Alors que l’histoire de l’eugénisme a initialement privilégié ses applications totalitaires et criminelles, émerge depuis les années 2000 une interrogation nouvelle. En quoi cette idéologie scientiste et inégalitaire a-t-elle marqué les sociétés démocratiques et inspiré les politiques de santé mais aussi d’éducation, d’orientation professionnelle, de façonnement des populations ?
C’est à ces questions que vise à répondre l’ouvrage de Paul-André Rosental, Destins de l’eugénisme (Seuil, 2016) qui part d’un cas micro-historique, la cité-jardin Ungemach à Strasbourg, se présentant à partir des années 1920, comme un « laboratoire humain » destiné à « accélérer l’évolution de l’espèce humaine ».
Cette cité offre en effet à des couples sélectionnés sur une base « eugénésique » des conditions de logement exceptionnelles en contrepartie d’un engagement de procréation. Les couples qui tardent à mettre au monde des enfants, ou qui dépassent l’âge de fécondité, voient leur bail dénoncé…

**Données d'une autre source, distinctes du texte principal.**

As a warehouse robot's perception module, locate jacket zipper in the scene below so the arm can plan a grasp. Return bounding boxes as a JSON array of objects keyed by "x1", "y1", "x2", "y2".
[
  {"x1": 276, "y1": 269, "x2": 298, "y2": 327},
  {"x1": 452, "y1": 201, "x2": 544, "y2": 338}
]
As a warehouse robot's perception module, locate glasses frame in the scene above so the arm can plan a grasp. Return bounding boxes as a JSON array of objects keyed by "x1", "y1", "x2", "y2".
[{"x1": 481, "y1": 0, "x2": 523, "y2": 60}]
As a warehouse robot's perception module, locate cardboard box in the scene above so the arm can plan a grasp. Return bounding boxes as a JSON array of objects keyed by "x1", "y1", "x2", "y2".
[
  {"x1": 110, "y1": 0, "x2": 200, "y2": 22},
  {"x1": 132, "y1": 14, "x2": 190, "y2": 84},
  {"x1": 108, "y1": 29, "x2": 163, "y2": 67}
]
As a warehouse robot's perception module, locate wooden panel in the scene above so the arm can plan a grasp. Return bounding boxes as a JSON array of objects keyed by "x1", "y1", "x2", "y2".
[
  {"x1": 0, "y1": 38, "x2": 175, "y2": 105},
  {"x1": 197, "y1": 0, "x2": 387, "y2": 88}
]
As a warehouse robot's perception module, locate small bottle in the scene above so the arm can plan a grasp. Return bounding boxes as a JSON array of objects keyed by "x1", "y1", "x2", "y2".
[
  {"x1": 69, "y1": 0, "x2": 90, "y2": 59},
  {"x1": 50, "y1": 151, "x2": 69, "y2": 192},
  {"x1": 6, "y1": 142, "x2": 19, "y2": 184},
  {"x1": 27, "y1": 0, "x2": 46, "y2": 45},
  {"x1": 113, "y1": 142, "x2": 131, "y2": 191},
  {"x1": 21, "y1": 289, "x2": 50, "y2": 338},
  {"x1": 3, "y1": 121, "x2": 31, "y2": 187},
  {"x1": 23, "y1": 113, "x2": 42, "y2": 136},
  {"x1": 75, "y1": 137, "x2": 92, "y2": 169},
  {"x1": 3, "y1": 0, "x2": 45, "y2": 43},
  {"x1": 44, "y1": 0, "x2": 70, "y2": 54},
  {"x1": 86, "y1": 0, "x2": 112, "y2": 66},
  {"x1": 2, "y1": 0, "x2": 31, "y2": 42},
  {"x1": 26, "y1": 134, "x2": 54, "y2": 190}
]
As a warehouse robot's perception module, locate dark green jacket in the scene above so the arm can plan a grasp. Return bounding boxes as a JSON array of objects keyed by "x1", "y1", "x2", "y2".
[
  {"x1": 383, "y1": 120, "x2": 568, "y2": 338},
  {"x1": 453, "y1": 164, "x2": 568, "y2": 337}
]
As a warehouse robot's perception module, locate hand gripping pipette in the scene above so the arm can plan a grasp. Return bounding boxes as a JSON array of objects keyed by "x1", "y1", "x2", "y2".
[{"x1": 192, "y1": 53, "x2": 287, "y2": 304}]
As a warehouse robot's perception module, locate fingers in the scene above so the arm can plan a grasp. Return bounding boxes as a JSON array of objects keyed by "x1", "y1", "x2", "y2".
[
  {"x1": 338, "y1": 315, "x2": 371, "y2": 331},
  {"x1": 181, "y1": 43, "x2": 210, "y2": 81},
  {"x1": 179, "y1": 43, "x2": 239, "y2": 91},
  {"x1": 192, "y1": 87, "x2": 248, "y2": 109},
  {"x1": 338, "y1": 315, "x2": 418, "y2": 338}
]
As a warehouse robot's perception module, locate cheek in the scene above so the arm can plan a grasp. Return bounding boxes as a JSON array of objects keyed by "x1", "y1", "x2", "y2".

L’intérêt de l’expérience pour la compréhension de l’histoire politique de la France est sa longévité et son statut. À partir de 1950, la cité Ungemach est administrée directement par la municipalité. Ses dispositions restent en place jusque dans les années 1980. Comment une telle entreprise a-t-elle pu perdurer quarante ans après 1945, dans une France républicaine, avec le soutien des autorités politiques, administratives, judiciaires et savantes ? C’est ce que retrace avec précision Paul André Rosental.
Il date tout d’abord l’apparition en France d’un “modèle sélectionniste” durant la Première Guerre mondiale. Après la dénatalité, l’hécatombe : la France sort de la guerre avec l’idée de suppléer l’insuffisance du nombre des hommes par leur affectation optimale. Les sciences appliquées de la sélection codifient alors les qualités physiologiques, psychologiques et intellectuelles de chacun-e, pour orienter les flux scolaires, affecter la main d’œuvre et favoriser les « souches saines et fécondes », c’est-à-dire les couples jugés les plus aptes à la mise au monde d’une descendance de qualité. Dans les années 1930 et sous Vichy se formalise ce projet lorsque l’eugénisme « réformé », d’inspiration américaine, vient nourrir en France un projet d’« amélioration de la population ».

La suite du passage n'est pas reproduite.